During the nearly 70-year period these two eras represent, we’ve also seen a CPGs retail metamorphosis. During most of the first era, suppliers ruled and the newly minted medium, TV, aided and abetted suppliers’ dominance. Of course the lack of national retail chains throughout much of the first era also helped suppliers attain and retain control over consumers buying tendencies. As the first era changed, ever larger retailers began to wrench control from suppliers if for no other reasons than they had the clout via their newfound buying power to essentially dictate the terms of merchandizing and marketing.
As technology has again enabled and encouraged broad disruptive change in markets and marketing, we are, today, fully under the “control” of the second era which has seen yet another market shift from the retailer to the individual shopper, thanks in large measure to Internet capable cell phones in the hands of virtually every shopper. Please note the word “shopper”. Today, the target market is not necessarily the consumer– rather it is the shopper who wields the economic power now. The consumer and the shopper are not necessarily the same individual–and it is the shopper who makes the decision to buy at the Point-Of-Sale–sometimes called the moment of truth.

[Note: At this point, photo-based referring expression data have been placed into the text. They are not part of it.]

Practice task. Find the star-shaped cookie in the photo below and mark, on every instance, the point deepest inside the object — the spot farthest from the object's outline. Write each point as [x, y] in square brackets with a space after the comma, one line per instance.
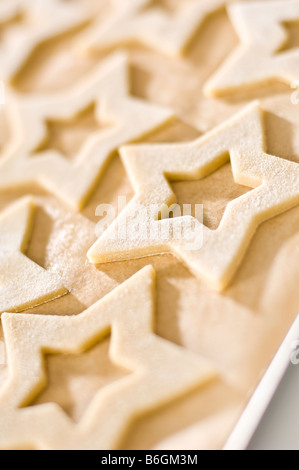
[108, 88]
[151, 167]
[39, 20]
[257, 61]
[159, 371]
[140, 21]
[23, 284]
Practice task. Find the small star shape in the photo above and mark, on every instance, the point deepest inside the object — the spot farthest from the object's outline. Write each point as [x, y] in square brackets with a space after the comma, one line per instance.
[23, 283]
[161, 371]
[212, 255]
[257, 60]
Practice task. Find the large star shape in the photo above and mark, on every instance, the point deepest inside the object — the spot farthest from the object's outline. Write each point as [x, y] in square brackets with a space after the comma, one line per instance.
[161, 371]
[23, 284]
[43, 19]
[257, 60]
[276, 183]
[108, 87]
[139, 21]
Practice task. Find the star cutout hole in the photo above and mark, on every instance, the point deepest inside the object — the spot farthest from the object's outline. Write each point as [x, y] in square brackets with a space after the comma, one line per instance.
[69, 136]
[74, 379]
[292, 29]
[214, 192]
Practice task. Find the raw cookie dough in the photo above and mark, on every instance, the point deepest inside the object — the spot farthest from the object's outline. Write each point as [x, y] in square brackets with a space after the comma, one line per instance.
[159, 371]
[152, 25]
[34, 21]
[108, 88]
[258, 60]
[23, 284]
[238, 331]
[242, 140]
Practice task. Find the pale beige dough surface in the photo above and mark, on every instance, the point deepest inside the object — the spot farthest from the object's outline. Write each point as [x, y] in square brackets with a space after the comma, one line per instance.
[240, 330]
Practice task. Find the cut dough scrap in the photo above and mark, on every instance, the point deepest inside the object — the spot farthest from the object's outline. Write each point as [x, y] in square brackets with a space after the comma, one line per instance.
[276, 183]
[161, 371]
[23, 284]
[108, 87]
[169, 33]
[43, 20]
[256, 61]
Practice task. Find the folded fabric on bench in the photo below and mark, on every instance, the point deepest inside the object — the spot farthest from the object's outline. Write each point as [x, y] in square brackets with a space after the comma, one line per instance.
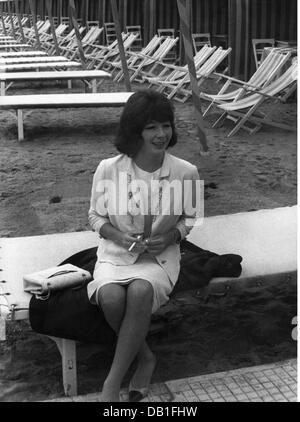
[69, 314]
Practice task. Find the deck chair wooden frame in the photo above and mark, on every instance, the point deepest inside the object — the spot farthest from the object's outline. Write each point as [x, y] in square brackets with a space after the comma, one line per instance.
[106, 61]
[150, 63]
[65, 41]
[180, 90]
[268, 70]
[110, 32]
[200, 40]
[258, 45]
[135, 58]
[268, 247]
[171, 57]
[179, 74]
[136, 29]
[71, 51]
[244, 112]
[99, 52]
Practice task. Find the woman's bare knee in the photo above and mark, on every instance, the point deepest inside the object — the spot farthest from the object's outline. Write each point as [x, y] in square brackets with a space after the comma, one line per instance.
[140, 294]
[112, 296]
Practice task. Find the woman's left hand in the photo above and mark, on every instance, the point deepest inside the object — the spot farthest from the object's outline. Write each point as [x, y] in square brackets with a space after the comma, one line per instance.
[157, 244]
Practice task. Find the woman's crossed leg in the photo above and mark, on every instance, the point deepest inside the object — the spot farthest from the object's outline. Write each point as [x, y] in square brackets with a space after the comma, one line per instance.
[128, 311]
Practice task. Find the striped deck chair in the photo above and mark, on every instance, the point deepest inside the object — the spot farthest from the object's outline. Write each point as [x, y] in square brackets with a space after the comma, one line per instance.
[59, 31]
[70, 51]
[67, 40]
[266, 72]
[135, 57]
[180, 89]
[268, 247]
[244, 111]
[150, 63]
[105, 63]
[100, 51]
[178, 73]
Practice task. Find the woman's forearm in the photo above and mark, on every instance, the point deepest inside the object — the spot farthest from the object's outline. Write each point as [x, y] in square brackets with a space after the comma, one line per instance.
[108, 231]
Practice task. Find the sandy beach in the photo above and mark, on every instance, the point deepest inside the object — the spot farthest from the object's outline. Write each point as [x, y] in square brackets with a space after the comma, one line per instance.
[45, 188]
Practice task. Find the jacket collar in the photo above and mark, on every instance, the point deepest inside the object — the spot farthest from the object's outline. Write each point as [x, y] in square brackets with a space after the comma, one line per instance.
[126, 165]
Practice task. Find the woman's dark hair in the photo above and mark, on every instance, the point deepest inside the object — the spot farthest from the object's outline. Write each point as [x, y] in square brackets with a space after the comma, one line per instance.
[142, 107]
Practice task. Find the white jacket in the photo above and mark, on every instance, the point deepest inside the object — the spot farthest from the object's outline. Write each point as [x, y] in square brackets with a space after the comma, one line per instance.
[108, 195]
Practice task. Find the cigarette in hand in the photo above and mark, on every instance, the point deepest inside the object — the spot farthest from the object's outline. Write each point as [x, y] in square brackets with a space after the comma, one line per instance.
[134, 243]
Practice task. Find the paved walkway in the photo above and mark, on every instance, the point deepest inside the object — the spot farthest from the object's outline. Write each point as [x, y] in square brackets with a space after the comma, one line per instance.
[276, 382]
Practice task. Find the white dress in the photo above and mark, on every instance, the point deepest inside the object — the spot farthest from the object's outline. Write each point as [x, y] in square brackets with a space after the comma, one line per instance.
[146, 267]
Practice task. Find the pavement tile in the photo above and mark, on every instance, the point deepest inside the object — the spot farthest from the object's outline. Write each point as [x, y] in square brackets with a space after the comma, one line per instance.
[275, 382]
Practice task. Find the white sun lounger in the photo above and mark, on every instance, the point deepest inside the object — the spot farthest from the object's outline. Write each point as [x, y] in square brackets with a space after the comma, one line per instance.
[7, 79]
[266, 239]
[20, 102]
[35, 53]
[16, 60]
[15, 46]
[39, 65]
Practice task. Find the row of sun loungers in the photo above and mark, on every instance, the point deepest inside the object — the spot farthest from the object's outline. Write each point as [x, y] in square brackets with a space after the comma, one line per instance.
[275, 78]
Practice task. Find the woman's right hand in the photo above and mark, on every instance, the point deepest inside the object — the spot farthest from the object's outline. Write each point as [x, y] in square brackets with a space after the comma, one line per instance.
[127, 239]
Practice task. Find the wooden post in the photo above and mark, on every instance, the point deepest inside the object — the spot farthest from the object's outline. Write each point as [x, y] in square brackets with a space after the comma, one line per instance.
[11, 18]
[49, 4]
[20, 21]
[146, 27]
[188, 47]
[32, 9]
[60, 10]
[120, 43]
[152, 16]
[2, 18]
[75, 25]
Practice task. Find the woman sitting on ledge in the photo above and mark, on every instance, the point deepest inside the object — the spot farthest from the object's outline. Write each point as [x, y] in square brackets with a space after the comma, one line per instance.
[142, 206]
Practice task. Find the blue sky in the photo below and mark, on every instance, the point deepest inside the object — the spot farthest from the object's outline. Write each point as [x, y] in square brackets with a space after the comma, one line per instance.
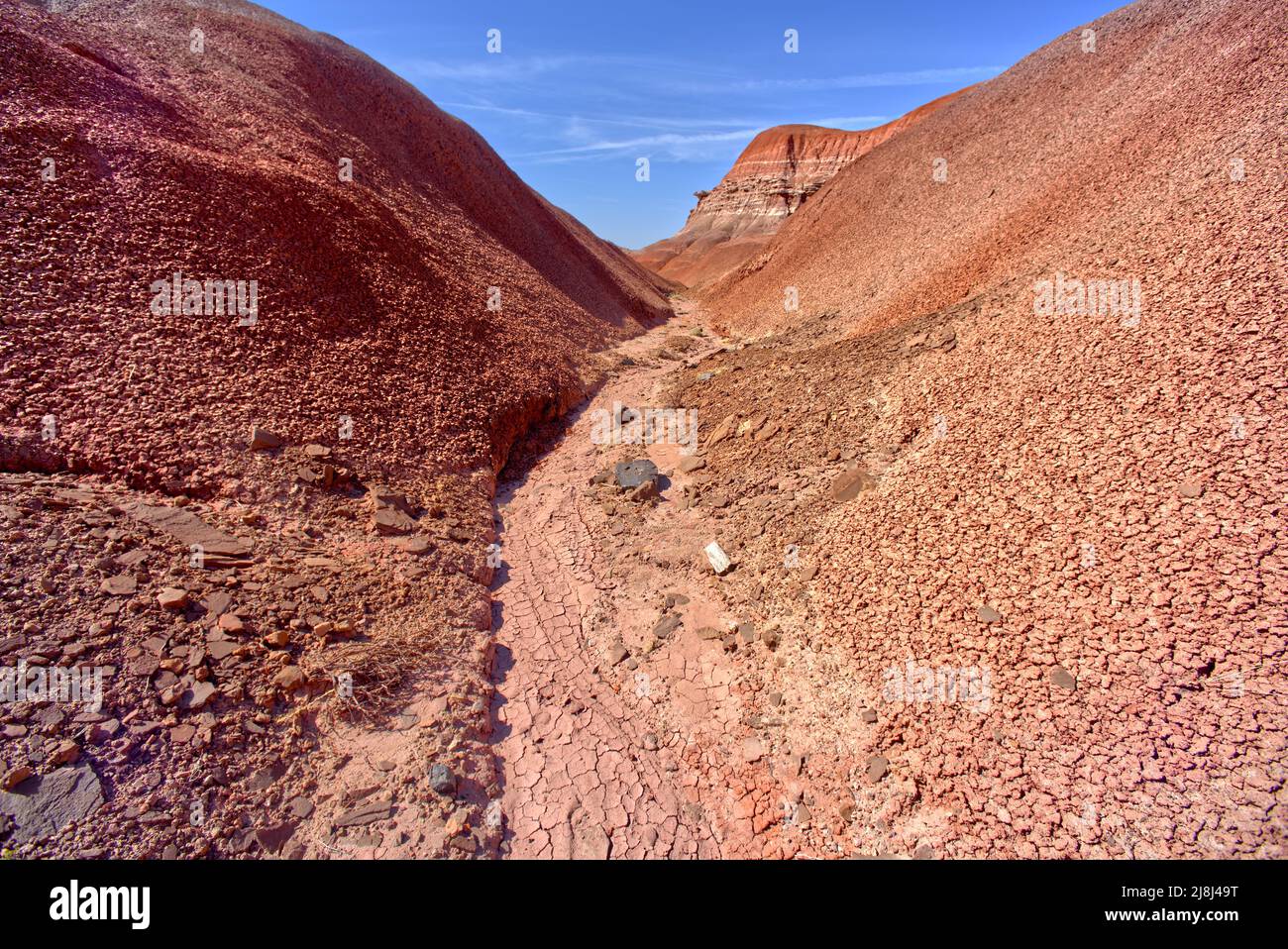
[581, 90]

We have arrived at a point in the history of marketing where the importance of marketing to shoppers at the Point-Of-Sale (POS) is at its highest point ever
At the same time, this nearly 70- year transformation of America’s CPGs control and dominance from supplier, to retailer to shopper has happened, there has also been a similar transformation going on in the way CPGs are marketed. When we had only ABC, CBS and NBC with three to four hours total of prime time programming per night, TV advertising ruled, as just a few commercial placements would practically guarantee every TV audience member in America would see your message.

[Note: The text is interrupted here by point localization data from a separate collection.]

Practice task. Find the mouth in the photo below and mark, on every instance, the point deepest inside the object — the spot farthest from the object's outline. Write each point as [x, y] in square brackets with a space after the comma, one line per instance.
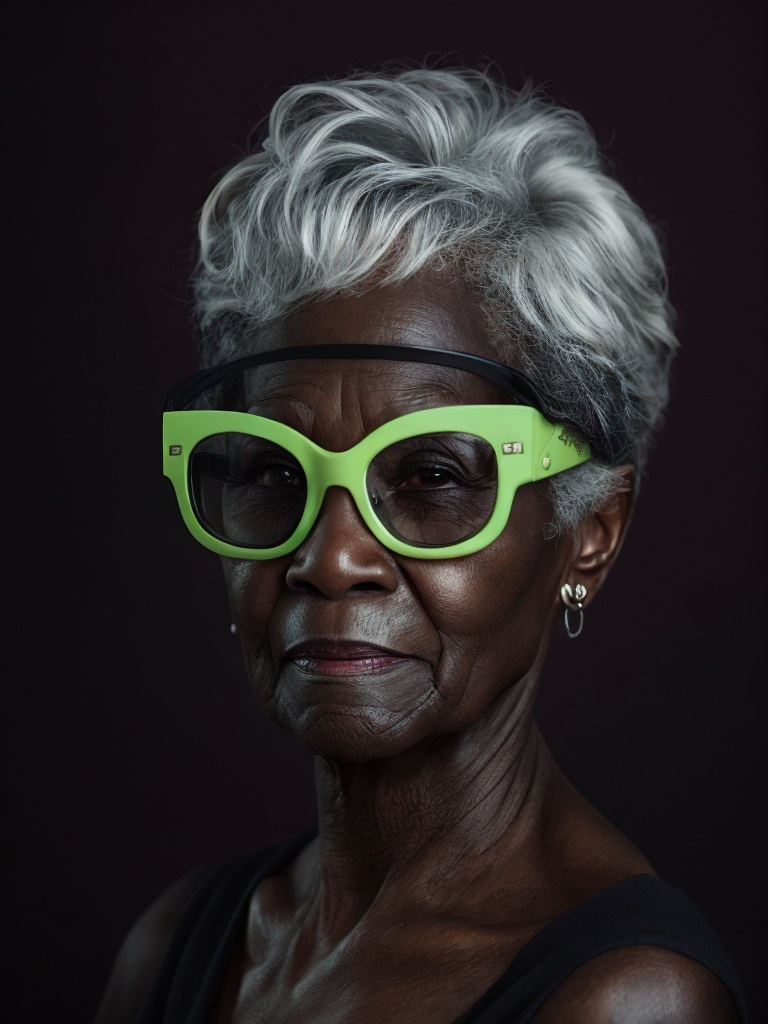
[342, 657]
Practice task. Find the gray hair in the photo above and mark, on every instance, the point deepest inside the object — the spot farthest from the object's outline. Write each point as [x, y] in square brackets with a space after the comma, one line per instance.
[386, 174]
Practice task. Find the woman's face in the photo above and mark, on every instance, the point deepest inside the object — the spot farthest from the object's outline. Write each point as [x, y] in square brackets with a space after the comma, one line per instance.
[360, 652]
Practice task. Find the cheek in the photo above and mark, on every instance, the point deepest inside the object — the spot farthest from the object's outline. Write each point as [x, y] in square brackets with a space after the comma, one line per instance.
[494, 608]
[254, 590]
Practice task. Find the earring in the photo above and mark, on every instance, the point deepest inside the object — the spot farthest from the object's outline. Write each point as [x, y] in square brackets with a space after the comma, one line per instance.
[572, 598]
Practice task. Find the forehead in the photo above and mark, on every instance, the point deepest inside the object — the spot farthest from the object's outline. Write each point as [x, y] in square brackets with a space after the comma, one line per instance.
[428, 311]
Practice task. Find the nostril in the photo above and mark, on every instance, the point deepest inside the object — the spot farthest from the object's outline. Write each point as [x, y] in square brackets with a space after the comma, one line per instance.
[306, 588]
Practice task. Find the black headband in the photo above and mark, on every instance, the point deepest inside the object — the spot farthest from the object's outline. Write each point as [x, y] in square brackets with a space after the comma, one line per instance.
[512, 382]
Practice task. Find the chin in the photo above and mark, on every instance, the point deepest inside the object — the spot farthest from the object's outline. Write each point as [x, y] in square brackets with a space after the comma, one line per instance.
[337, 726]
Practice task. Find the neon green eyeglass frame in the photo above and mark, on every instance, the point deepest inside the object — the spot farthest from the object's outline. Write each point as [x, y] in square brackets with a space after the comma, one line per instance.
[527, 445]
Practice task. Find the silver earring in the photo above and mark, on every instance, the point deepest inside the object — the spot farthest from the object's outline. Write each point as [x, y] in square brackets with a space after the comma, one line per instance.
[572, 598]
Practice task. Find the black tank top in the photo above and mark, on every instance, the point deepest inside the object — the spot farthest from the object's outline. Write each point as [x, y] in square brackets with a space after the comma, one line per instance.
[641, 910]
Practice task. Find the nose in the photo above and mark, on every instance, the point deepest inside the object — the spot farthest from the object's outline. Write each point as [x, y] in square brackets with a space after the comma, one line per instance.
[340, 555]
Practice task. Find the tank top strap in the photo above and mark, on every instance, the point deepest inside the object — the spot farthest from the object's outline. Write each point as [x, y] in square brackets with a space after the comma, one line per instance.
[185, 985]
[640, 910]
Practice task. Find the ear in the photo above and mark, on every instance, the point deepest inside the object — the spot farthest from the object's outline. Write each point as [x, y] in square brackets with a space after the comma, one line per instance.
[598, 539]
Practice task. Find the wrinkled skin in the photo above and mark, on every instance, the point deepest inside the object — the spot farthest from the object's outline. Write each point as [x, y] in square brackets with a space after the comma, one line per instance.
[449, 837]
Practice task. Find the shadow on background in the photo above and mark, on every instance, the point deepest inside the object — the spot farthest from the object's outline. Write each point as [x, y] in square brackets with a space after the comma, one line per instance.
[137, 752]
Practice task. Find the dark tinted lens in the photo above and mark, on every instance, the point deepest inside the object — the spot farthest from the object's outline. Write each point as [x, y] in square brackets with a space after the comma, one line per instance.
[246, 489]
[434, 489]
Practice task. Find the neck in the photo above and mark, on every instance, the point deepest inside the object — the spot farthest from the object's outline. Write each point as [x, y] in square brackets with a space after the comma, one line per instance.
[419, 822]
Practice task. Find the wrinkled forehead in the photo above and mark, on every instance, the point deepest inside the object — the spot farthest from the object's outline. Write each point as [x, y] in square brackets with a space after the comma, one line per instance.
[322, 397]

Of course the three-channel per market period didn’t last long. The combination of channel proliferation and retail consolidation and nationalization shifted the need and place to market and in the process began to sow the seeds of control in favor of individual shoppers.
Where we are today is at a place and time that clearly demonstrates successful CPG marketing. Sales results can be achieved via known and measurable approaches, yet still rely heavily on outdated strategies and tactics. It almost seems, at times, as if things are as they were during the fictional Mad Men era. It seems that much of the way CPGs are marketed today is the same as they used to be successfully marketed.

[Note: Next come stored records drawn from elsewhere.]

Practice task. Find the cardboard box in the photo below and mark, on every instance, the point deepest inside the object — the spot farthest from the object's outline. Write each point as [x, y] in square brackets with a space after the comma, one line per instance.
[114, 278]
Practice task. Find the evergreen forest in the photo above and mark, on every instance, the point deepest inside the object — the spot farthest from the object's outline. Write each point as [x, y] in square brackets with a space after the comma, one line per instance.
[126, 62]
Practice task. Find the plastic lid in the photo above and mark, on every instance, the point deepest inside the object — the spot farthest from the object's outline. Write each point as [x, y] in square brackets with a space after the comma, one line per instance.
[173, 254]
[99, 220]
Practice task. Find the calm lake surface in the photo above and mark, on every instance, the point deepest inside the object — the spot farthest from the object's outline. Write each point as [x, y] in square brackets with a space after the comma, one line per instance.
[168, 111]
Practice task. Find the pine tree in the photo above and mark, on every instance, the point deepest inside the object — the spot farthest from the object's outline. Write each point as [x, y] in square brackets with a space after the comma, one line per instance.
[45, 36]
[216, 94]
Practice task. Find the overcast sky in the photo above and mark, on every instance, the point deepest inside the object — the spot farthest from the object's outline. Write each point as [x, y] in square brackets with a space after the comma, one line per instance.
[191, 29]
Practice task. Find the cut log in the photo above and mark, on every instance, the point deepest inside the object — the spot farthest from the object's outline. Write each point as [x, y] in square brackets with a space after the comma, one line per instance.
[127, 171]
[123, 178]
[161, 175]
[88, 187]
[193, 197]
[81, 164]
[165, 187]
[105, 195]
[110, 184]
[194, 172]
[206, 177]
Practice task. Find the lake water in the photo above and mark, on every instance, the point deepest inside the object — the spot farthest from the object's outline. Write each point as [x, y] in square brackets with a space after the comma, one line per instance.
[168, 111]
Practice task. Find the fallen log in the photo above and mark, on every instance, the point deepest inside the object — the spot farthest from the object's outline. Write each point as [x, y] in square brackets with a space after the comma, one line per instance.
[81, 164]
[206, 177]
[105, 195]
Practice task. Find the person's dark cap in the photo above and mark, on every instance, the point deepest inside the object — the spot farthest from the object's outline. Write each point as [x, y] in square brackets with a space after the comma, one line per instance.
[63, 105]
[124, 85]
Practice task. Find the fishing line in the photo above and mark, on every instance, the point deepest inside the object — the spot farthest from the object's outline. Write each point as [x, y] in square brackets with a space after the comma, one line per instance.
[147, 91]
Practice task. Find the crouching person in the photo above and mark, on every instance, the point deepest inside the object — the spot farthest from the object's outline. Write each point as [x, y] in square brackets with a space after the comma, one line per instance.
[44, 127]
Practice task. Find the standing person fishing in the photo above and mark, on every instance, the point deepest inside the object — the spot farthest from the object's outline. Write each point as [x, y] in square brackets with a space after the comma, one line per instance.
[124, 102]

CPG TV advertisements continue to erode in their ability to influence sales. Indeed, due in no small measure to the proliferation of brands and products, spending billions on TV advertising for CPGs is a wasteful–i.e., unproductive– economic/marketing practice.
We have arrived at a point in the history of marketing where the importance of marketing to shoppers at the point-of-sale (POS) is at its highest point ever; yet CPG’s marketing executives report one of their greatest concerns is the lack of tools to track, measure and verify the impact, placement and ROI of their POS marketing initiatives. Nevertheless, marketers from all walks expect CPGs POS marketing will continue to increase– almost as if “We know POS works, so we’ll just keep spending more on it [and hope for the best?].”
Now is the time for CPG marketers, particularly in the largest section of the CPG marketplace – beverages, which account for nearly two-thirds of all CPGs–to rethink their POS marketing approach with the goal of understanding how much they’re spending, what they’re spending it on, where it’s being placed and what the correlation is between POS promotional materials and sales. Once they can manage the ordering process, production and measurement of their instore initiatives, they can begin to work toward deploying marketing campaigns with ever improving ROI and reducing or eliminating unproductive POS as well as moving away from or changing other, traditional forms of ineffective and expensive marketing.